Xu Huan-Hua, Jiang Zhen-Hong, Huang Cong-Shu, Sun Yu-Ting, Xu Long-Long, Tang Xiang-Ling, Tan Hong-Ling, Ma Zeng-Chun, Gao Yue
Tianjin University of Traditional Chinese Medicine, Tianjin, 300193, China.
Department of Pharmaceutical Sciences, Beijing Institute of Radiation Medicine, Beijing, 100850, China.
Chin Med. 2021 Jan 6;16(1):3. doi: 10.1186/s13020-020-00412-z.
OPD and OPD' are the two main active components of Ophiopogon japonicas in Shenmai injection (SMI). Being isomers of each other, they are supposed to have similar pharmacological activities, but the actual situation is complicated. The difference of hemolytic behavior between OPD and OPD' in vivo and in vitro was discovered and reported by our group for the first time. In vitro, only OPD' showed hemolysis reaction, while in vivo, both OPD and OPD' caused hemolysis. In vitro, the primary cause of hemolysis has been confirmed to be related to the difference between physical and chemical properties of OPD and OPD'. In vivo, although there is a possible explanation for this phenomenon, the one is that OPD is bio-transformed into OPD' or its analogues in vivo, the other one is that both OPD and OPD' were metabolized into more activated forms for hemolysis. However, the mechanism of hemolysis in vivo is still unclear, especially the existing literature are still difficult to explain why OPD shows the inconsistent hemolysis behavior in vivo and in vitro. Therefore, the study of hemolysis of OPD and OPD' in vivo is of great practical significance in response to the increase of adverse events of SMI.
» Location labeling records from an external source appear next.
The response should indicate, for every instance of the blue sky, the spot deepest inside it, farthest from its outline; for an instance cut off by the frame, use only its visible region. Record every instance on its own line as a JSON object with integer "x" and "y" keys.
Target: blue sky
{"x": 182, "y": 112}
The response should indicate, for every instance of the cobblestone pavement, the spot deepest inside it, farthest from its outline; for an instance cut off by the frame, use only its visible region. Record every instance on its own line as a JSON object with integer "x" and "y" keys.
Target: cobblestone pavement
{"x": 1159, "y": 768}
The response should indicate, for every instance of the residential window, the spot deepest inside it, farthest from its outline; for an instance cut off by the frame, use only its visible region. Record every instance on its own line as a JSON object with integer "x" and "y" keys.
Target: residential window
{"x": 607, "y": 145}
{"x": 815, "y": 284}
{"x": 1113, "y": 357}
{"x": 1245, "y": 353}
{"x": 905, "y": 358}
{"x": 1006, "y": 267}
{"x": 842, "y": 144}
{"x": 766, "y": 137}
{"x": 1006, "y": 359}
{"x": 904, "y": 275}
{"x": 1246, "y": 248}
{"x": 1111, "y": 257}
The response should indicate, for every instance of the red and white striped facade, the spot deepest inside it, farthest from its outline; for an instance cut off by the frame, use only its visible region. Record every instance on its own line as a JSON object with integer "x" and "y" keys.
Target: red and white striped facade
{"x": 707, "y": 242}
Aiming at the hemolysis in vivo, this manuscript adopted untargeted metabolomics and lipidomics technology to preliminarily explore the changes of plasma metabolites and lipids of OPD- and OPD'-treated rats. Metabolomics and lipidomics analyses were performed on ultra-high performance liquid chromatography (UPLC) system tandem with different mass spectrometers (MS) and different columns respectively. Multivariate statistical approaches such as principal component analysis (PCA) and orthogonal partial least square-discriminant analysis (OPLS-DA) were applied to screen the differential metabolites and lipids.
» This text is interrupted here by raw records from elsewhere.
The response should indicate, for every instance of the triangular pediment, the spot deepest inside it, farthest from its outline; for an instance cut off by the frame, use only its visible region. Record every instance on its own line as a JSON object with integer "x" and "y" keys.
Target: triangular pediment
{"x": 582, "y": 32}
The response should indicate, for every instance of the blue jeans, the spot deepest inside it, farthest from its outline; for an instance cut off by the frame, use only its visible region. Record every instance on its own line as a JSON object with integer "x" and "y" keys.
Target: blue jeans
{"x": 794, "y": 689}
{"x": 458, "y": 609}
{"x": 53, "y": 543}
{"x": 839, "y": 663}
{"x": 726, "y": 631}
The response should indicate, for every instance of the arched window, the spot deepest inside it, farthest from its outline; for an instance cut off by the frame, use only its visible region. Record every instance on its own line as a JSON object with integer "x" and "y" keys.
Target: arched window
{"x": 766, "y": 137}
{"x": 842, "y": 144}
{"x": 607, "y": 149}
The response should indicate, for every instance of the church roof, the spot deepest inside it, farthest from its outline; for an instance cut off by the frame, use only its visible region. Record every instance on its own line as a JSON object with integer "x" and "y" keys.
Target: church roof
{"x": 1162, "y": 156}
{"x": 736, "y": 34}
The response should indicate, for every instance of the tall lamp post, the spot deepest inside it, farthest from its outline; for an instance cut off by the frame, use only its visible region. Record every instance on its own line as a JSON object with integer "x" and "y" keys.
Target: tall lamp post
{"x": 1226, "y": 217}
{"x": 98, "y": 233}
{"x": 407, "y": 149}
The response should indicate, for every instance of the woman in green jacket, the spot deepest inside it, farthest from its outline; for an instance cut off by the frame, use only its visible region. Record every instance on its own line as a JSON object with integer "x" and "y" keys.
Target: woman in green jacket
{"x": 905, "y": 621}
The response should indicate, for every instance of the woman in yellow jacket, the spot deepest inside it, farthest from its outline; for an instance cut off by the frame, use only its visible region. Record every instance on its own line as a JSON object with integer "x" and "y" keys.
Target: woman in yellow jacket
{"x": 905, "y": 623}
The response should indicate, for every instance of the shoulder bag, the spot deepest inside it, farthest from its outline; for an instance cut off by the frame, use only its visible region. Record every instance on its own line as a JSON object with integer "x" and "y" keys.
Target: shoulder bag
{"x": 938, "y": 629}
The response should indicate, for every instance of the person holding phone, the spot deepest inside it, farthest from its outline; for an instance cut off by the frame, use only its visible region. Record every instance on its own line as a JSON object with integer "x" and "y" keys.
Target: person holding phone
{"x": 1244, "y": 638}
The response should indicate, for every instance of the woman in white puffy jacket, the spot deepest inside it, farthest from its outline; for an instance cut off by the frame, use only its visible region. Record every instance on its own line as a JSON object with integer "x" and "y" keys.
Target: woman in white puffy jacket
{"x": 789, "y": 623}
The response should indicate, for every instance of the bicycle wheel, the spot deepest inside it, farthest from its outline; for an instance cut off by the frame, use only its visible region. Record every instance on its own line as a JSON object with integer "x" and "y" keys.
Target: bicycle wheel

Both OPD and OPD' groups experienced hemolysis, Changes in endogenous differential metabolites and differential lipids, enrichment of differential metabolic pathways, and correlation analysis of differential metabolites and lipids all indicated that the causes of hemolysis by OPD and OPD' were closely related to the interference of phospholipid metabolism.
This study provided a comprehensive description of metabolomics and lipidomics changes between OPD- and OPD'-treated rats, it would add to the knowledge base of the field, which also provided scientific guidance for the subsequent mechanism research. However, the underlying mechanism require further research.
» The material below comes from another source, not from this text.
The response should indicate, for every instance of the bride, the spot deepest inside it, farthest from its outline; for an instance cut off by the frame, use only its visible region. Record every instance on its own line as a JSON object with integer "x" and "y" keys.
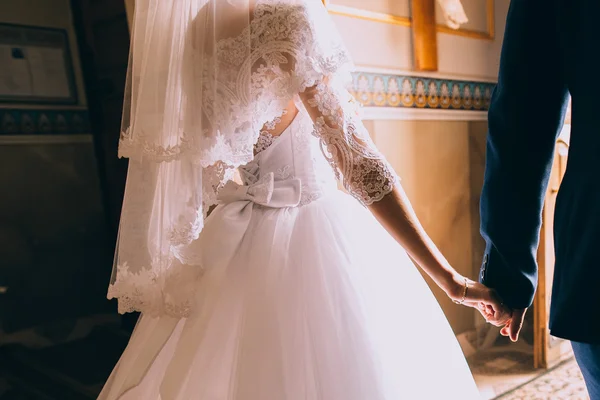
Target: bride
{"x": 288, "y": 289}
麦冬多糖(OPD)和麦冬多糖'(OPD')是参麦注射液(SMI)中麦冬的两个主要活性成分。它们互为异构体,理应具有相似的药理活性,但实际情况较为复杂。本课题组首次发现并报道了OPD和OPD'在体内外溶血行为的差异。体外实验中,只有OPD'表现出溶血反应,而在体内实验中,OPD和OPD'均引起溶血。体外实验中,溶血的主要原因已证实与OPD和OPD'的物理化学性质差异有关。在体内实验中,尽管对此现象有一些可能的解释,一种是OPD在体内生物转化为OPD'或其类似物,另一种是OPD和OPD'均代谢为更具活性的形式导致溶血。然而,体内溶血机制仍不清楚,尤其是现有文献仍难以解释为何OPD在体内和体外表现出不一致的溶血行为。因此,研究OPD和OPD'在体内的溶血情况对于应对SMI不良事件的增加具有重要的实际意义。
针对体内溶血情况,本研究采用非靶向代谢组学和脂质组学技术初步探究OPD和OPD'处理大鼠血浆代谢物和脂质的变化。代谢组学和脂质组学分析分别在配备不同质谱仪(MS)和不同色谱柱的超高效液相色谱(UPLC)系统上进行。应用主成分分析(PCA)和正交偏最小二乘法判别分析(OPLS-DA)等多元统计方法筛选差异代谢物和脂质。
OPD组和OPD'组均出现溶血现象,内源性差异代谢物和差异脂质的变化、差异代谢途径的富集以及差异代谢物和脂质的相关性分析均表明,OPD和OPD'引起溶血的原因与磷脂代谢的干扰密切相关。
本研究全面描述了OPD和OPD'处理大鼠之间的代谢组学和脂质组学变化,为该领域增加了知识库内容,也为后续机制研究提供了科学指导。然而,其潜在机制仍需进一步研究。